Up all night, sleep all day, just another strange day at NRA



I started to fade a little yesterday at the end of class. I was exhausted. I was reading aloud from The Last American Man and had been reading for about an hour when all of a sudden I felt like I was about to keel over. But the water was warm, the sun was out and the wave was in, so I decided to get in my boat and I'd probably start to feel better. I strapped on my wet booties, put on my shorts and my still damp poly-pro top, then headed over to my cabin to get my PFD. Then I saw the bed, my sleeping bag, so inviting, so soft....and decided to just have a quick lie down. Just for a moment. So, wearing my cold, damp river gear I fell straight forward onto my pillow, like a tree falling, or a dead person. And I realized I couldn't get up. I couldn't even move. No worries, I figured, the kids will be paddling for hours out there, no harm in just....

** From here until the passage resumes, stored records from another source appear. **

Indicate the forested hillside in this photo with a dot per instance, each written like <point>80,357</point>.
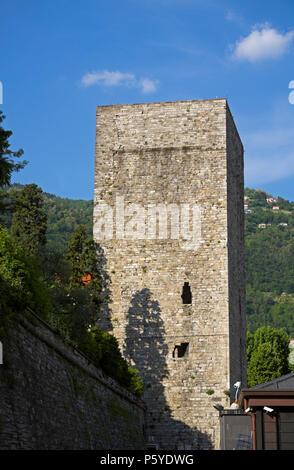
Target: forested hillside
<point>63,216</point>
<point>269,238</point>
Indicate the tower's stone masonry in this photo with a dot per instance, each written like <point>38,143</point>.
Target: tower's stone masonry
<point>177,306</point>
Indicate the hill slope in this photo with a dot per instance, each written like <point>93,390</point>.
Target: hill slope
<point>269,248</point>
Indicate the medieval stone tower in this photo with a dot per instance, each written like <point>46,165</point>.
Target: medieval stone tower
<point>168,214</point>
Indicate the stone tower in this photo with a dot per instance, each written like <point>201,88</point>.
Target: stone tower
<point>168,214</point>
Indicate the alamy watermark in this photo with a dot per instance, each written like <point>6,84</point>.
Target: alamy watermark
<point>160,221</point>
<point>291,94</point>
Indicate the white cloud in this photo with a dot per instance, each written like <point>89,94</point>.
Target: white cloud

.....3 1/2 hours later I woke up. The early evening sunlight was softer, and most of the kids had already paddled home, showered, and were lying around in their pajamas staring at You-tube videos.

Waking up in the middle of the day, particularly when you had not planned to sleep in the first place, is disorienting. I spent a few hours running my eyes over The Grapes of Wrath and fiddling with the aperture on my camera to prepare for the next day's classes, but I couldn't concentrate. Then I taught an SAT prep-class, then I read aloud for another half an hour to my English II boys, who were half asleep themselves on the couch. At 10 o'clock I staggered across the banks of the Ottawa to my cabin and fell hard asleep.

I woke up in the middle of the night. I hardly ever do this. For a minute I felt nothing, and I wondered why I was awake. Did I have to pee? No. Hmm. Puzzle. And then, I felt it. A stab of pain through my stomach unlike anything I had felt before. It was like a bolt of lightning, like someone had hooked me up to a telephone and was running shocks through me. Then another. Then a blinding storm of pain that lasted the entire night. I was up, wide eyed, trying not to move, and nothing (NOTHING) I did made the pain abate. Nothing gave me so much as a moment's relief. I could barely breathe. Hours went by like this, until I saw dawn creep up over the Ottawa valley and the mist begin to rise off the grass outside my windows.

Finally, when I heard everyone else waking up and head off to workout, I got up long enough to tell the first person I saw to cancel my classes, and then I lay back down. Finally I sifted back to sleep and slept and woke up and slept and woke up feverishly for hours. Finally, at 3pm, as the final class period was ending, I woke up for good. My dog had slept next to me the entire time, 17 hours since we had initially lay down for the night.

I felt a little better but still off kilter. The dog and I went inside and I read aloud for half an hour to my class. Yes, it would make a lot more sense for the kids to read to themselves, but we don't have enough books, somehow. So I read to them. They say they like better that way, anyway. Of course they do. All they have to do is curl up on a couch and shut their eyes and pet the dog. I like it too, though, it's a nice change of pace. They don't dread English class, that's for sure.

So after my strange day of dreaming and pain, I geared up and slid into the water in a new boat, a Pyranah 420 I borrowed from Nicole Mansfield, who is up visiting with Dave Fusili. The water, I noticed for the first time, was the same color as the beef aspic in the movie Julie and Julia, and warm as bath water. With no one else on the river besides Nicole, Dave, Andy and Matt, we had complete reign of the waves. For the first time I hit babyface dead on and got three long surf sessions in.

And now I can barely keep my eyes open, the rats seem to be tromping back into my stomach for another all-night chew session, and I wonder when I'll start to feel better. I took the whole summer off and had a team of natureopathic doctors working with me, I took pills and oils and gells and medicinal teas and had all sorts of things donw, but I never got any answers, and I didn't get much better. I can't just wait around forever and hope I start to feel better, so life goes on and I'm back at work, which coincidentally is the worst place to be when you're sick. Life goes on....but it would be so much easier if I could just feel better.